Releasing the kākāriki has only been possible because of extensive predator control undertaken by Project Janszoon that should provide safe habitat for the native birds in the upper reaches of the park. Project Janszoon Director Devon McLean says it is a very special day for the Trust.
“Two and a half years into the project we have reached a milestone where we now feel that the high altitude part of the park is safe to start bringing native birds back. We believe the extensive stoat trapping network we have installed has suppressed predators to the point where these kākāriki should flourish,” he says.
The twelve young kākāriki were bred at Lochmara Resort in Queen Charlotte Sound from wild adult birds caught by Project Janszoon on Long Island in the Marlborough Sounds. They were transferred to an aviary in the Abel Tasman National Park two weeks ago in order to adjust to their new environment.

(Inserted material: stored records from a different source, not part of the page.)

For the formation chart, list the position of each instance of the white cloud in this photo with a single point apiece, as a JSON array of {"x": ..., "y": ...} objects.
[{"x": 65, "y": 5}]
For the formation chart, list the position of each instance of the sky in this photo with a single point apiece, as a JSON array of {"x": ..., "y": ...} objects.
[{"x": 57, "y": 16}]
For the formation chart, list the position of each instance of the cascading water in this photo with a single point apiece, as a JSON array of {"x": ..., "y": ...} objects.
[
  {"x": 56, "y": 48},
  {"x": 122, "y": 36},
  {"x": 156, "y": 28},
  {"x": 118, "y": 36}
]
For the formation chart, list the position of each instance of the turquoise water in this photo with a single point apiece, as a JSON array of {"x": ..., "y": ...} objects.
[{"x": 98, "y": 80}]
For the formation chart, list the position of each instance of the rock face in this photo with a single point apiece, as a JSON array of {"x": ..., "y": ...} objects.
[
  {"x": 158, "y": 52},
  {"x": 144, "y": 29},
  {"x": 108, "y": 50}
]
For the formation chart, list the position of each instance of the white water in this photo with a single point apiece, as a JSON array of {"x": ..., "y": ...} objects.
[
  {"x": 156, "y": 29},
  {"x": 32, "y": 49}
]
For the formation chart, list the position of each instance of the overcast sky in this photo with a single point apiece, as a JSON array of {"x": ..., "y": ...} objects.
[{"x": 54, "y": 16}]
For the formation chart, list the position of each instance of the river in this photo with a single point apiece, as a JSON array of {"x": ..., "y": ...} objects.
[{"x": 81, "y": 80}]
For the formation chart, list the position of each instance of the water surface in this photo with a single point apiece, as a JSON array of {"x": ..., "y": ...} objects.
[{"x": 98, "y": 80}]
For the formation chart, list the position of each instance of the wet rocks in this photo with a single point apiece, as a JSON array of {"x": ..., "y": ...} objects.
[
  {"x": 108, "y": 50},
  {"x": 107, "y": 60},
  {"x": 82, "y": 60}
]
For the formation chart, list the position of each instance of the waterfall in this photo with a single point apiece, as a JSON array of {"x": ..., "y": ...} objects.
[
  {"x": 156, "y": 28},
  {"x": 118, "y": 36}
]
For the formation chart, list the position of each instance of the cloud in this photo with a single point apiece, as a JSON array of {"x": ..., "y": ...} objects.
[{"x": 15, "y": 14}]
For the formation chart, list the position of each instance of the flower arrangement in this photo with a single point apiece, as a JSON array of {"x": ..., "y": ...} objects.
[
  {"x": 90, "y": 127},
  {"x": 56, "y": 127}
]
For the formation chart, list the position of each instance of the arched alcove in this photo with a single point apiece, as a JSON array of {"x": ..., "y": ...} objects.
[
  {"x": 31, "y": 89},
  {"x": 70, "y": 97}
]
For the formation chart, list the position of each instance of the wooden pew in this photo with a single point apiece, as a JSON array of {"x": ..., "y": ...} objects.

Project Janszoon native parrot specialist Rosemary Vander Lee says when the birds are released from the aviary today it is hoped they will pair with the park’s few surviving kākāriki and breed prolifically now that predators are being controlled.
“This release is perfectly timed while there is still a small relict population of kākāriki surviving in the high country and coinciding with the rollout of comprehensive and on-going pest control. Furthermore these young will be released at a time when there is a massive seeding of beech in the park and they will have a surfeit of food to tide them over winter,” she says.
DOC’s Motueka Conservation Services Manager Mark Townsend says the release celebrates the turning of the tide for native species in the Abel Tasman.
“Many bird species like mohua (yellowhead) have been lost to relentless predation over the years in the AbelTasman, while some are just hanging in there like kākā. With the phenomenal investment in predator control by Project Janszoon and the considerable volunteer support of the Abel Tasman Birdsong Trust this pressure is beginning to ease. I feel privileged to witness this bird release,” he says.
Over 15,000 hectares or 70% of the Abel Tasman National Park now has a stoat trapping network. In the event of a beech mast where abundant feed would see stoat and rat numbers surge, the trapping network will be complemented by the use of aerial 1080 pest control.
After the release it will be necessary to keep an outside feeder operating by the aviary for as long as it is used by the birds. This initial cohort of 12 birds should be followed by many more in future years with Lochmara Resort, EcoWorld Aquarium and Tui Nature Reserve all raising kākāriki on behalf of Project Janszoon for eventual release into the park.